Typical winter weather gives pet owners a few months of respite between having to look for and treat unpleasant and unwelcome hitchhikers: fleas and ticks. That is, if a winter is in fact a winter.
The Capital District has been enjoying mild temperatures this year, with 40-degree days being a regular occurrence, and that means many area veterinarians and pet owners are seeing more cases of the summertime pests.
“Last summer after Hurricane Irene there was an explosion of fleas and mosquitoes. That (weather) really set the bugs off,” said Dr. Carrie O’Loughlin, veterinarian at Delmar Animal Hospital.
The rain, warmth and left over moisture have been ideal conditions for fleas, ticks and the occasional mosquito. Fleas are mostly just pesky, but if ingested by your pet can lead to tapeworms.
“If your dog has tapeworm you’ll see what look like grains of rice on your dog’s coat near the hindquarters,” said Dr. Lexi Becker, veterinarian with The Animal Hospital in Slingerlands. Tapeworm is treated witha one-dose medication available from a veterinarian.

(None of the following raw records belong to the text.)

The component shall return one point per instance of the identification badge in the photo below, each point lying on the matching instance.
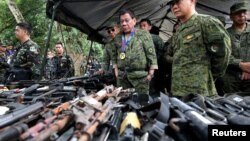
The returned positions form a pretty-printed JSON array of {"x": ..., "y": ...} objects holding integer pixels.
[{"x": 122, "y": 55}]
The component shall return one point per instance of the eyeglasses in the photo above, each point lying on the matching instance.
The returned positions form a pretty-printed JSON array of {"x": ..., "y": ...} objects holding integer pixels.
[
  {"x": 110, "y": 30},
  {"x": 125, "y": 20}
]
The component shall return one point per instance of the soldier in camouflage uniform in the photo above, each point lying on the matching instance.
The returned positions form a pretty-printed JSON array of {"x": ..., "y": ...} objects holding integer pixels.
[
  {"x": 49, "y": 69},
  {"x": 27, "y": 59},
  {"x": 200, "y": 49},
  {"x": 134, "y": 55},
  {"x": 158, "y": 83},
  {"x": 237, "y": 77},
  {"x": 63, "y": 63},
  {"x": 112, "y": 30},
  {"x": 3, "y": 64}
]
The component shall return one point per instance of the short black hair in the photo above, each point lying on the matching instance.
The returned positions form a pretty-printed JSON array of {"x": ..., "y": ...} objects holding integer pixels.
[
  {"x": 129, "y": 11},
  {"x": 25, "y": 26},
  {"x": 146, "y": 20}
]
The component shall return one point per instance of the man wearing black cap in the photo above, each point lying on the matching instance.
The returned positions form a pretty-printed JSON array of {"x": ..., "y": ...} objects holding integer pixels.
[
  {"x": 237, "y": 76},
  {"x": 200, "y": 49}
]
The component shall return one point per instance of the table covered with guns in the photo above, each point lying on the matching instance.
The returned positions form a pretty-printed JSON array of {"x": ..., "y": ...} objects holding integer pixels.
[{"x": 86, "y": 109}]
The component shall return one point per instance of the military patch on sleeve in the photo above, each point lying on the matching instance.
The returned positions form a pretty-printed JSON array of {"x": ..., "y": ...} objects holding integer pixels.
[
  {"x": 150, "y": 50},
  {"x": 33, "y": 49}
]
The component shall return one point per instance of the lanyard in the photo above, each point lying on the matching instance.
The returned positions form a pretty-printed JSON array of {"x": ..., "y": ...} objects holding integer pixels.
[{"x": 126, "y": 43}]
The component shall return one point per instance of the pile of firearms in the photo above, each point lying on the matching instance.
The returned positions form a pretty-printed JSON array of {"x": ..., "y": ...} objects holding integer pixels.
[{"x": 80, "y": 109}]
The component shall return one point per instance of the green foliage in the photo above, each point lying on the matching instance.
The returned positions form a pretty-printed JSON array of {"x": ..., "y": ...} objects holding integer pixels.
[{"x": 34, "y": 13}]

Deer ticks carry the more troublesome Lyme disease, anaplasmosis and ehrlichia. Lyme disease has been present in this area, though there hasn’t been much of a concern about anaplasmosis or ehrlichia (both bacterial infections) here until the last several years. According to O’Loughlin, anaplasmosis especially is on the rise in this region.

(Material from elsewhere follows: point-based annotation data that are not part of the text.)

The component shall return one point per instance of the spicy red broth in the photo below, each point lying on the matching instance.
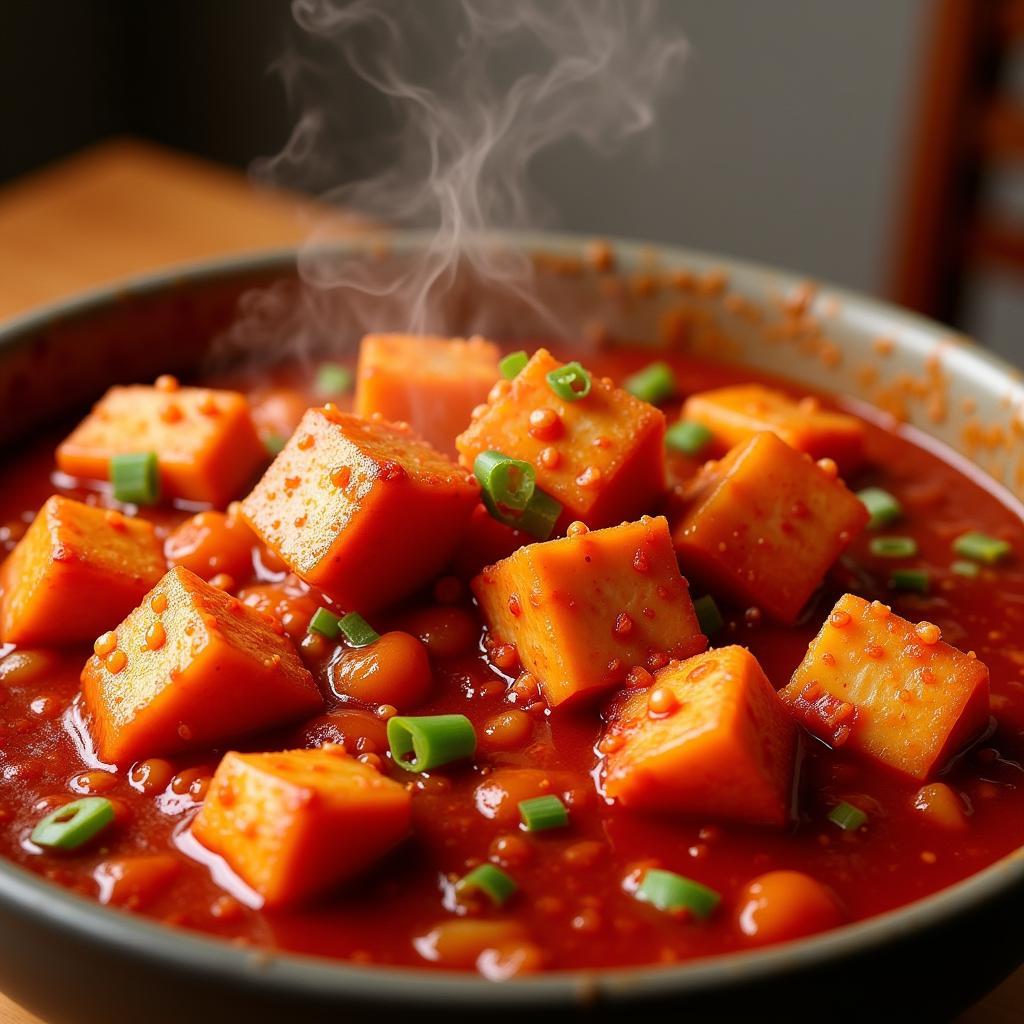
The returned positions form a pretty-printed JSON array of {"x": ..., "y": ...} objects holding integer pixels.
[{"x": 574, "y": 902}]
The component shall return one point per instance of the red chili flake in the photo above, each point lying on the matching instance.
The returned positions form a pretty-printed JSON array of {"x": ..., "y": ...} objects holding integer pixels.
[{"x": 624, "y": 626}]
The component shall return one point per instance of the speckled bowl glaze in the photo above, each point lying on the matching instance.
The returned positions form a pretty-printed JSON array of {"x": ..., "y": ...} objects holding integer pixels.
[{"x": 70, "y": 960}]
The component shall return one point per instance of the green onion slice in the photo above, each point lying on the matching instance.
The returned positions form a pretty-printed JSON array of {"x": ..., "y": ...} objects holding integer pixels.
[
  {"x": 893, "y": 547},
  {"x": 135, "y": 477},
  {"x": 672, "y": 893},
  {"x": 915, "y": 581},
  {"x": 508, "y": 482},
  {"x": 326, "y": 624},
  {"x": 688, "y": 437},
  {"x": 542, "y": 813},
  {"x": 491, "y": 881},
  {"x": 652, "y": 384},
  {"x": 982, "y": 548},
  {"x": 882, "y": 506},
  {"x": 74, "y": 824},
  {"x": 538, "y": 518},
  {"x": 965, "y": 568},
  {"x": 570, "y": 382},
  {"x": 848, "y": 817},
  {"x": 357, "y": 631},
  {"x": 274, "y": 443},
  {"x": 332, "y": 379},
  {"x": 512, "y": 365},
  {"x": 427, "y": 741},
  {"x": 709, "y": 616}
]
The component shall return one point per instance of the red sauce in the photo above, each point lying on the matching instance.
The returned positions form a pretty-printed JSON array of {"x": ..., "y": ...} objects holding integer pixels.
[{"x": 573, "y": 900}]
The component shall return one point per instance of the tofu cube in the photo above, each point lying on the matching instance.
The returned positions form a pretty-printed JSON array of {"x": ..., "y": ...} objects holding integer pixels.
[
  {"x": 77, "y": 571},
  {"x": 190, "y": 668},
  {"x": 294, "y": 824},
  {"x": 585, "y": 609},
  {"x": 764, "y": 524},
  {"x": 430, "y": 383},
  {"x": 205, "y": 440},
  {"x": 735, "y": 414},
  {"x": 363, "y": 510},
  {"x": 710, "y": 738},
  {"x": 602, "y": 456},
  {"x": 889, "y": 689}
]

Lyme disease can cause a bull’s-eye pattern rash on humans, but on dogs it usually does not take on that manifestation. For dogs, there will be swelling at the joints, and O’Loughlin says infected canines might “show signs of lethargy or lameness. It will almost seem like a dog has broken a leg, it can be that sore.”
But if your dog is of a high energy breed, his or her lack of energy may be only slight, and your only indication of Lyme disease. Altogether, symptoms can be very vague.